Again and again, she did so, always keeping an eye on the wolf and the direction she was going. Thankfully, after jumping nearly sixteen trees, the wolf had lost interest and returned to its home. Only then, did Maeve begin her descent down the truck until her feet hit solid earth.
Her wings retracted into her back, and she began the trek.
On occasion, she would climb to the treetops to scout for the village. All too often a curse would leave her mouth, aimed at her inability to fly like the older Fae. From there, she would scout out her position, looking for any sight of a town.

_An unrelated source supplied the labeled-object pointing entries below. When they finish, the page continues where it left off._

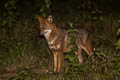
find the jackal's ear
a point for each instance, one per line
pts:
(50, 19)
(39, 19)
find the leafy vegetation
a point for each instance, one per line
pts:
(24, 55)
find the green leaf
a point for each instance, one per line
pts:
(118, 32)
(4, 22)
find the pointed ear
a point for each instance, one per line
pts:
(50, 19)
(40, 19)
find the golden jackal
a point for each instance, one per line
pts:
(58, 39)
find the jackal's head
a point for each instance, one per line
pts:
(46, 25)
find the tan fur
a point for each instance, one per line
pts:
(58, 39)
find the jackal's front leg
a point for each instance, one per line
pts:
(60, 61)
(55, 61)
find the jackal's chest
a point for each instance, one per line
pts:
(54, 43)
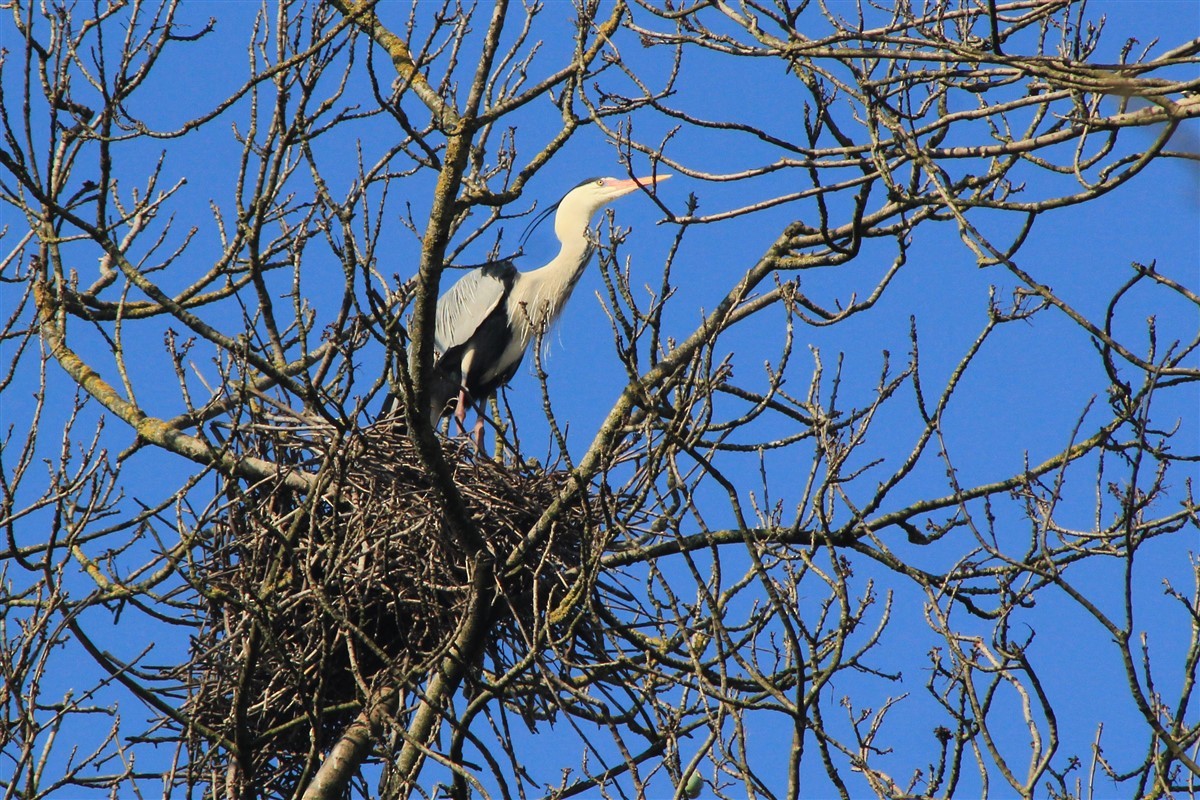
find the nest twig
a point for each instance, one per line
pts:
(316, 600)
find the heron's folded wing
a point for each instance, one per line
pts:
(468, 302)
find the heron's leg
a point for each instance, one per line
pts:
(460, 413)
(478, 434)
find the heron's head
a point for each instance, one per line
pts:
(577, 208)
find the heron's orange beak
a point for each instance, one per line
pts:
(621, 188)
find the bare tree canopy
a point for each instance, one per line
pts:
(862, 464)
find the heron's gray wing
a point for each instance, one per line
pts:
(468, 302)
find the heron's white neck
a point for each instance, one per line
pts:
(539, 295)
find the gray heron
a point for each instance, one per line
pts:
(486, 320)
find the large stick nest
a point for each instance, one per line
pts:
(317, 599)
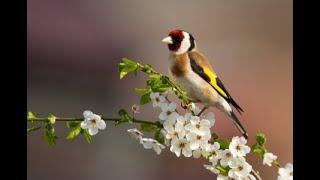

And as she did, she thought about her father; a man she had never seen but had heard much about. With all that her mother had told her – in hushed whispers of course as to mate with a human was heavy frowned upon; stillborns and mothers dying during labour were a common enough occurrence even without the social stigma of ‘sullying oneself with mortals’ – she had built a simulacrum of an image.
Her father, a competent human Magi who had, albeit accidentally, rescued her mother from the Summer Fae. In her mind, he was tall, strong, dressed in robes of pale blue, white and black, his trusty staff by his side, attuned to conjure powerful magics. But it was not just that, her mother had said that he had been kind and chivalrous, but hidden underneath was a cold and calculating man with a strong belief in being entitled to the sweat of his own brow. It was this that attracted mother to him, and what resulted in her birth.
It was these thoughts that drove her forward. It was her goal. Sleep mattered not for the Fae, and while being a half-breed meant that she was susceptible to human exhaustion, especially when she used her magics, she pushed on regardless.
Maeve needed to find her father. To deliver the artefact and find the sanctuary that her mother had promised. That was that.